Nekhludoff, who is considering marriage to the daughter of a wealthy family, knows he could walk away and not look back, but he feels compelled to do whatever is in his power to help Maslova. After fighting through a maze of bureaucracy he is able to arrange a face-to-face meeting with the prisoner. However the reunion does go quite as he imagined. Maslova is no longer the sweet vibrant girl he knew. Her life has made her hard and cynical and she does not wish to be reminded by his presence of either the innocent girl she once was or the intense pain she experienced when he left her. However, she does ask Nekhludoff to see if he can help some of her fellow prisoners.
This sets him on a journey of discovery about the Russian prison system with its corruption, injustices, maddening inconsistencies, miserable victims, and callous beneficiaries – the government officials and lawyers who profit from its legal churnings. These discoveries, mixed with a painful examination of his own life, slowly unfold into horrifying vision of the world humans have created. He begins to see that a favored few live in callous luxury on the suffering backs of millions.
Resurrection, with it cast of thousands, is sweeping in scope and yet as intimate as one man’s breaking heart and troubled mind.

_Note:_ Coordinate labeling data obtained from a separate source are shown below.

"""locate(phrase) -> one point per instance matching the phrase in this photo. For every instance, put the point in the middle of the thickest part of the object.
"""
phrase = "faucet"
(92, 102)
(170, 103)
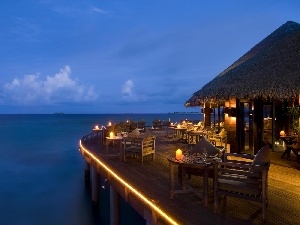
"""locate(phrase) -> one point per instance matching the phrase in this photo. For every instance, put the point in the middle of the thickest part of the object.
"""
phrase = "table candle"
(111, 135)
(178, 154)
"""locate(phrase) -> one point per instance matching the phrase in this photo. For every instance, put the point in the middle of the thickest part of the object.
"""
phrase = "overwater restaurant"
(257, 97)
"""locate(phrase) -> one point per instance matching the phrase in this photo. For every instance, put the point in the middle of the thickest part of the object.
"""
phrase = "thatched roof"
(271, 69)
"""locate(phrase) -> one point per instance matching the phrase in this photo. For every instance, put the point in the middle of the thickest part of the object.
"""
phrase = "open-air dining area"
(182, 184)
(239, 165)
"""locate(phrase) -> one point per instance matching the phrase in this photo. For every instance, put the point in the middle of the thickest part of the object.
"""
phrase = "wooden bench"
(238, 177)
(139, 147)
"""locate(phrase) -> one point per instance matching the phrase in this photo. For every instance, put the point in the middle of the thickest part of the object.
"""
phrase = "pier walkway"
(152, 179)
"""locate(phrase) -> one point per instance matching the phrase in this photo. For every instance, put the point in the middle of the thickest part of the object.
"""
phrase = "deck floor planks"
(152, 179)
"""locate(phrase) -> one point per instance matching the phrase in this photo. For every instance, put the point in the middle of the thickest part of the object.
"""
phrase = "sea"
(42, 171)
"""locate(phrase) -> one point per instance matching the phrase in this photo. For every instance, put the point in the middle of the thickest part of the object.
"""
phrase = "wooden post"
(95, 186)
(207, 112)
(114, 206)
(87, 174)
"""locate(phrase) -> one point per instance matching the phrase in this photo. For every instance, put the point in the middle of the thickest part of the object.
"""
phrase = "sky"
(124, 56)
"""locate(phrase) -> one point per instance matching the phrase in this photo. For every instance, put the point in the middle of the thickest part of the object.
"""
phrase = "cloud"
(127, 88)
(98, 10)
(60, 88)
(129, 94)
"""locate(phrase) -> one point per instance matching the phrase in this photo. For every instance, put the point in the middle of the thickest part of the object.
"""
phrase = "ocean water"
(42, 171)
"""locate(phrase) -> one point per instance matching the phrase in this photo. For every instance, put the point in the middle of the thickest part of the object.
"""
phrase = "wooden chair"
(139, 147)
(243, 176)
(198, 149)
(220, 137)
(157, 124)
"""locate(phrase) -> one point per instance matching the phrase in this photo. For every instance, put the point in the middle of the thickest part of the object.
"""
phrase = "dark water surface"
(42, 172)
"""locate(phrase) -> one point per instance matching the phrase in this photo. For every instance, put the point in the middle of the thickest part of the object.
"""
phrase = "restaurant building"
(257, 97)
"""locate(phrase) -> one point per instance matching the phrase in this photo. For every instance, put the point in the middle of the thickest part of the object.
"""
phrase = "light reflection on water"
(42, 172)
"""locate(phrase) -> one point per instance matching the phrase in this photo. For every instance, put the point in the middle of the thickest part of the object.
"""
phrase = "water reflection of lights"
(130, 187)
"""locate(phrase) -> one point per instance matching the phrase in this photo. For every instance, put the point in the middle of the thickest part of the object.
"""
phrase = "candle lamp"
(111, 135)
(179, 154)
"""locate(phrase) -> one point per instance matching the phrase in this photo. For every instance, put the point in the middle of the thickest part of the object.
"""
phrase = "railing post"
(114, 206)
(95, 186)
(87, 174)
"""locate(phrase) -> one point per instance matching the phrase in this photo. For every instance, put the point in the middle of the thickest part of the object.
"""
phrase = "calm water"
(42, 172)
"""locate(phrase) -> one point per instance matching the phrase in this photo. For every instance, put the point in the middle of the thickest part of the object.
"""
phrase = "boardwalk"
(152, 179)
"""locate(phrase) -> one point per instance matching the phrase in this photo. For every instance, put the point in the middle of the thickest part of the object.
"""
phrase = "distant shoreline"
(184, 113)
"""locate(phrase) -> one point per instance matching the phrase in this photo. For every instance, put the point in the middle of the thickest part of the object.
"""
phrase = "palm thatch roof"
(271, 69)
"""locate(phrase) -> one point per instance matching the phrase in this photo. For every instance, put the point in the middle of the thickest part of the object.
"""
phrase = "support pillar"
(207, 115)
(87, 174)
(95, 186)
(114, 206)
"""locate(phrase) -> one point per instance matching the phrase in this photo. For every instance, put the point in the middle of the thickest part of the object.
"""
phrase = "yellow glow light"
(131, 188)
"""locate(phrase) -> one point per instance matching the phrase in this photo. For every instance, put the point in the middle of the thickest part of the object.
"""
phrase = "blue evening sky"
(124, 56)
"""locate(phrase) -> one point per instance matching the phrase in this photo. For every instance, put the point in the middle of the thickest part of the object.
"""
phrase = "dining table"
(289, 141)
(194, 136)
(115, 140)
(183, 164)
(180, 133)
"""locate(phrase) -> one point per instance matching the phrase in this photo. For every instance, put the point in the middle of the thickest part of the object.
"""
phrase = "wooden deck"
(152, 179)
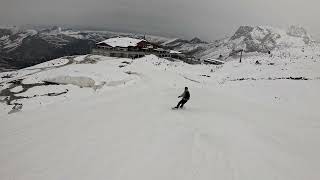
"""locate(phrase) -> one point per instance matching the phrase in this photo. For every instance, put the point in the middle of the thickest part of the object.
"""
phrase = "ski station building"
(126, 47)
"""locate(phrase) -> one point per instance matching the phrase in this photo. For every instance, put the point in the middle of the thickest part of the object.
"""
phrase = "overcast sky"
(207, 19)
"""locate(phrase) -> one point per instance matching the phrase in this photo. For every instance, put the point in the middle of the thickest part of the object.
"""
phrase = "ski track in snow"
(131, 133)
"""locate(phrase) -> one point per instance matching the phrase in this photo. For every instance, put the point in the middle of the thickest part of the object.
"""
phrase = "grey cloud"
(208, 19)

Although the novel is about the evils of a predatory system and its victims, it avoids the simplistic dichotomy of evil villains versus innocent victims. To be sure, there are evil villains as well as innocent victims, but these are only the two ends of fully realized spectrum of morality. Nearly all the characters are presented with some sympathy as real human beings doing what they must to live and feed their families within the world as they find it.
Most people, rich, poor, or in between, do whatever is easiest, least risky, and most beneficial for themselves. We meet sympathetic prison wardens, bureaucrats willing to bend the rules for money, favors, or out of sheer good will, brutal prison guards who later regret their actions, and men with lofty morals slowly corrupted by the demands of their profession. Among the prisoners there are the purest of saints and the vilest of sinners and every type of in between.
Tolstoy was internationally famous when this book was published. It was eagerly anticipated, quickly translated into several languages, and was an instant international bestseller. However, it seems that enthusiasm soon waned. Resurrection is now the least known of his three long novels. It is not hard to see why. The novel is challenging – about as challenging as the philosophy presented in Matthew 5, the sermon on the mount. It challenges the very foundations on which our civilization is built. If you are willing to be open to that prospect, you will love this book. I get the idea that some people are a bit put off by it. In any case, the challenge of this book is not in how it is written – it is written with clarity, beauty, and depth – but in what is says. Even I was a quite shaken up by the time I got to the end.